Here are some zero-waste swaps you can DIY to get you started.

4. Practice minimalism in some areas of your life

Look, I’m not going to tell you to become an extreme minimalist through-and-through. I believe we can achieve sustainability without resorting to that, and it would turn off a lot more people than it would encourage. But, most of us can find at least one or more areas of our lives that we could work on minimizing.

Minimalism is a tool you can use to reduce your environmental impact, while also improving your own well-being. There is actually a type of minimalism, called eco-minimalism, that focuses on using minimalism to live sustainably.

Even if you think you don’t have time or energy to commit yourself to environmentalism, you still have enough time to consider minimalism. And as you find what you can live without, you will be able to extract yourself from the work-make-spend treadmill and live a healthier and more meaningful life. Learn more about minimalism and tips for getting started.

5. Engage in the sustainability movement

While individual actions do add up, the biggest change needs to happen with industry; and it won’t happen on its own. By engaging in environmental activism you add another voice calling for policies that support sustainability.

Another reason to participate in activism is that working with other people, helping people, and devoting yourself to a cause can make you happier and more fulfilled. (Side note, this guide to environmental activism on Eco Ally is an awesome resource to help you get started.)

6. Refuse and reduce

Of the 6 R’s (refuse, reduce, reuse, repair, rot, recycle), the first two are the easiest to do, the ones that nearly everyone can do, and they’re most important!

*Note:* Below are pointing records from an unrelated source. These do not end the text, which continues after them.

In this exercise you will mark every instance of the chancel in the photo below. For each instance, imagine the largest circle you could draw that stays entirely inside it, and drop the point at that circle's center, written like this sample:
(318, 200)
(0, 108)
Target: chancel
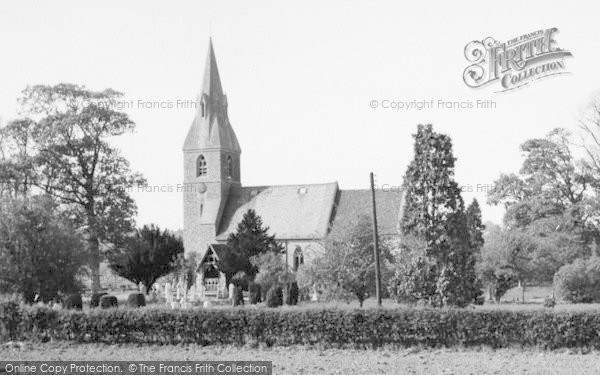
(300, 216)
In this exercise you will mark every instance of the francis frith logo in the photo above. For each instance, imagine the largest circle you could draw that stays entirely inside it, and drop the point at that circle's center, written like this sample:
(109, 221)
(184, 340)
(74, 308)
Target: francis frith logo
(515, 63)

They stop any waste from being created in the first place!

When you bring home things you don’t need, whether it’s free items or well-intentioned gifts, you’re only cluttering up your space.

7. Reuse

Reusing is an easy way we can keep our items from becoming waste for longer. For most people in the world, reusable items are the norm; single-use or limited lifetimes are a modern development designed to sell us more stuff (and create more waste!)

The items we throw away because we consider it waste can often be reused or repurposed. Finding ways to reuse our stuff means it doesn’t have to be waste. Some examples are reusing jars and containers instead of throwing them away and repurposing damaged clothes and linens into rags.

8. Repair

Repairing items, from clothes to technology, is another great way to keep what you have for longer. Unfortunately, due to the single-use, throwaway culture in countries like the United States, repairing items can often be more expensive than replacing them.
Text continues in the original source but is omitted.